Future Guidance Regarding MAOs, Medicare Part D Plan Sponsors and MMCOs
The proposed rule only describes the reporting and returning requirements as they relate to Medicare Part A and B providers and suppliers, and expressly states the obligations of “other stakeholders,” including Medicare Advantage Organizations (MAOs), Medicare Part D Plan Sponsors (Plan Sponsors) and Medicaid managed care organizations (MMCOs), “will be addressed at a later date.” Nonetheless, CMS reminds such stakeholders that they are still subject to the reporting and returning requirements of Section 1128J(d), and could face potential liability under the Federal False Claims Act and the Federal Civil Monetary Penalties law, as well as exclusion from federal health care programs for a failure to comply with these obligations.

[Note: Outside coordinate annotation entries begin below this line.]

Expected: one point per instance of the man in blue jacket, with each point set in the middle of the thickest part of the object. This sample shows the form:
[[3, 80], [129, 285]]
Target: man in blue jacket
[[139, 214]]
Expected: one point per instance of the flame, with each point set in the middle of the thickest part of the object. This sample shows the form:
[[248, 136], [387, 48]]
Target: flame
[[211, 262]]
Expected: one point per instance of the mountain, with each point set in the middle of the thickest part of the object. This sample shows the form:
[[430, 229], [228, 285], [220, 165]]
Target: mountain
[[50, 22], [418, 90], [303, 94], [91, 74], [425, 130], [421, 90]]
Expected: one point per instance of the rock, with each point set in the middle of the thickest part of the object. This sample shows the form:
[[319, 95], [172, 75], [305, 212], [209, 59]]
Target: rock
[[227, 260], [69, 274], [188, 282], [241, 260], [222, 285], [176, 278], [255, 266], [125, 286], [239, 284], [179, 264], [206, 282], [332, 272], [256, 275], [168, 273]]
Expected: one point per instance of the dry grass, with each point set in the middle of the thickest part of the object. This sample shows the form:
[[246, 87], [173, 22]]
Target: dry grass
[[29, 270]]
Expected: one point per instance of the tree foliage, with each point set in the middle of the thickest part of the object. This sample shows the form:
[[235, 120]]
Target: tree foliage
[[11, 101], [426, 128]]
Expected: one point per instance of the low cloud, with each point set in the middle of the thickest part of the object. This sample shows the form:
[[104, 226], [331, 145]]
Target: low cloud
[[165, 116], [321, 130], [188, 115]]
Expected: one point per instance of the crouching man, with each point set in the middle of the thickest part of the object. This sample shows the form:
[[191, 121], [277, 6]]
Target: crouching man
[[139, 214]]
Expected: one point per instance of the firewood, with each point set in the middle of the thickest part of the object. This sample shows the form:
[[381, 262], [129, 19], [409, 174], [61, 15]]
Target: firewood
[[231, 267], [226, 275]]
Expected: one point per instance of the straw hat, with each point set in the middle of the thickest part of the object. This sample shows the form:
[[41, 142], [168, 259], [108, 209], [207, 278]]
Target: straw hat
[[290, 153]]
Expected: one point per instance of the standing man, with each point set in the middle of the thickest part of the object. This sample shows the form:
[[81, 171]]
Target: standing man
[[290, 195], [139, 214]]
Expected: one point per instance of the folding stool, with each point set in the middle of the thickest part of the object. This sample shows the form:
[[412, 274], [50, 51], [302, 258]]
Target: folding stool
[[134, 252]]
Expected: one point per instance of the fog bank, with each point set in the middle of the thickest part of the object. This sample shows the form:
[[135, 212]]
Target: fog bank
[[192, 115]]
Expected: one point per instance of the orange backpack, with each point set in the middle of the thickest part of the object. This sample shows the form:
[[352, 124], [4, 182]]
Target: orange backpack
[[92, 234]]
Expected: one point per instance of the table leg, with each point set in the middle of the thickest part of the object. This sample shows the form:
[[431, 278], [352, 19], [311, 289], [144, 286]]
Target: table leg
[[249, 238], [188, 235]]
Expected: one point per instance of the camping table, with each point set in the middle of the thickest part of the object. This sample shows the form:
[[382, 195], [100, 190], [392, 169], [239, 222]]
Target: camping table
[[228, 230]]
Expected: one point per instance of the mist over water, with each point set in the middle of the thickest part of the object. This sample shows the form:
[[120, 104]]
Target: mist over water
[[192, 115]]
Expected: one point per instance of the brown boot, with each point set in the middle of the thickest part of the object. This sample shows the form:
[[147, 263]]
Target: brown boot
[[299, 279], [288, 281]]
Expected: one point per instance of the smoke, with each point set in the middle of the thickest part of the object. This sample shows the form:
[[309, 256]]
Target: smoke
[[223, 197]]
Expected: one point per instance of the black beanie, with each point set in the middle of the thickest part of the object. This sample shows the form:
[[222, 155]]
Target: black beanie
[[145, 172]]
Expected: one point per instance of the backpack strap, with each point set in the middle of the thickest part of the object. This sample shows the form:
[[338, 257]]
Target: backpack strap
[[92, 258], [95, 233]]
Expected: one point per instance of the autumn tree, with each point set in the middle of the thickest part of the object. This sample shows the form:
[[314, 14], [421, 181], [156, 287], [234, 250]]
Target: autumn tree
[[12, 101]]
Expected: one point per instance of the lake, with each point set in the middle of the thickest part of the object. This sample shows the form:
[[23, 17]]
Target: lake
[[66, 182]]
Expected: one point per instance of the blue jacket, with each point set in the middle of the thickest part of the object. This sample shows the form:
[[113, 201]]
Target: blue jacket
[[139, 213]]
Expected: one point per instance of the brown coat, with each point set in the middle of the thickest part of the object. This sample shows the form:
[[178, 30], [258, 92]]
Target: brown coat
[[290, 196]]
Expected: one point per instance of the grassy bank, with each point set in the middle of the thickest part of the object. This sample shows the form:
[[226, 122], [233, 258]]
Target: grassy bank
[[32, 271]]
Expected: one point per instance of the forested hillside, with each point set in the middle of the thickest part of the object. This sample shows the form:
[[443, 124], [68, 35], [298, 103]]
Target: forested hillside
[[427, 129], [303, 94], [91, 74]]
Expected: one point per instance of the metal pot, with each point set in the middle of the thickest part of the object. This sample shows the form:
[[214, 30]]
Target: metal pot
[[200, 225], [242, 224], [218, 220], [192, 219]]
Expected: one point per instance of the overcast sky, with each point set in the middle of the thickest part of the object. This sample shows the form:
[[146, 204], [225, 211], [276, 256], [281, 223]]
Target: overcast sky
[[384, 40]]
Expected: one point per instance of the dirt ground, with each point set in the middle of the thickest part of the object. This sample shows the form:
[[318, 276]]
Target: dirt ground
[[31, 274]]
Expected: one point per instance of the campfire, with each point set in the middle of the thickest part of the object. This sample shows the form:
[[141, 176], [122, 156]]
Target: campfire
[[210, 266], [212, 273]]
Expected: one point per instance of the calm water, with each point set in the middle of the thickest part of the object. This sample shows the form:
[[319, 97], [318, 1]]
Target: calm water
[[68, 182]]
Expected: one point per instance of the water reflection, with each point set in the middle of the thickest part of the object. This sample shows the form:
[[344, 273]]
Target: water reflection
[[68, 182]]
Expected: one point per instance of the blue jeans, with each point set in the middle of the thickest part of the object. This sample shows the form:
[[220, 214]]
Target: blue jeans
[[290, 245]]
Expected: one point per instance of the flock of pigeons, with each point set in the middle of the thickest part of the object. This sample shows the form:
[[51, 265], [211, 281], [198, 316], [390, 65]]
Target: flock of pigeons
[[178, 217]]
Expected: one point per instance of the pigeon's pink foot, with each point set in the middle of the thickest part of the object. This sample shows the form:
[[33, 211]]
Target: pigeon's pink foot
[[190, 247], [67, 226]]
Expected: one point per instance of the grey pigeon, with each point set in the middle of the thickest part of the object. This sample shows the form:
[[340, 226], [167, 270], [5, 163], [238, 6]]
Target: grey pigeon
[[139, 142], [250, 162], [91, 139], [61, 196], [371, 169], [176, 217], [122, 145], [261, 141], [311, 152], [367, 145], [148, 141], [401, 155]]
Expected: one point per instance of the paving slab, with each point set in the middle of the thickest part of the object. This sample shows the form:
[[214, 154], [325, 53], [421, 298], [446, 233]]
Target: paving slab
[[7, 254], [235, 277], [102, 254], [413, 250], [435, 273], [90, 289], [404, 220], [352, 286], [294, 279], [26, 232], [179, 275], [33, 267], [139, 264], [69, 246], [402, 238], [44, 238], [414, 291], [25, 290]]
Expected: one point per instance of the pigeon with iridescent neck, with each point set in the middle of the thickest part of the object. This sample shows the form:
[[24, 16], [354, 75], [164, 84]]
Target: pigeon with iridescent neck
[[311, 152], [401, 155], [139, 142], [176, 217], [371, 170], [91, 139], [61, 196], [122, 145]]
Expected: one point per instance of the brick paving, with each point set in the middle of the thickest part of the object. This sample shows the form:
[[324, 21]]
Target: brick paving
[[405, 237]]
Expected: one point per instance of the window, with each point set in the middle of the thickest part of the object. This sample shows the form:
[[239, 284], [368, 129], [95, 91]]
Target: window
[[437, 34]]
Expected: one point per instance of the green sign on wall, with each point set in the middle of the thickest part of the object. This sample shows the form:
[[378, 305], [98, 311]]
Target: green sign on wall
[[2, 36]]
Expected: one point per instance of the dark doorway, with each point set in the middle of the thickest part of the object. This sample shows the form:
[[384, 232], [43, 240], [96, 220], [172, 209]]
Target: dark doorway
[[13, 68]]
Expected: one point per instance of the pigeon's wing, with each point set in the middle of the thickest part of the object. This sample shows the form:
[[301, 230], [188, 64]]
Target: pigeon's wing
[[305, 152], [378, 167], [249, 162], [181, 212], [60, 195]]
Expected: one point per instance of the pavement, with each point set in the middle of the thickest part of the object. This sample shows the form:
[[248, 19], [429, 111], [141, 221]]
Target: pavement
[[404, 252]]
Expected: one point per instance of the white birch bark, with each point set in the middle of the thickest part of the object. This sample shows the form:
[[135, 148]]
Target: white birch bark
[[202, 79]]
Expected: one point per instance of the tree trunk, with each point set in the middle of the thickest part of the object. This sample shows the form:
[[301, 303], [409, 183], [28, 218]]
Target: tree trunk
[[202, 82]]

The proposed rule also does not address any potential reporting and returning requirements that providers and suppliers may have under Medicare Parts C or D or the Medicaid Program, although such obligations may be addressed in providers and suppliers contracts with MAOs, Plan Sponsors and/or MMCOs.
Conclusion
The proposed rule has important implications for provider and supplier compliance programs and creates the potential for greater exposure under the Federal False Claims Act. Providers and suppliers should review the rule carefully and consider providing comments to CMS.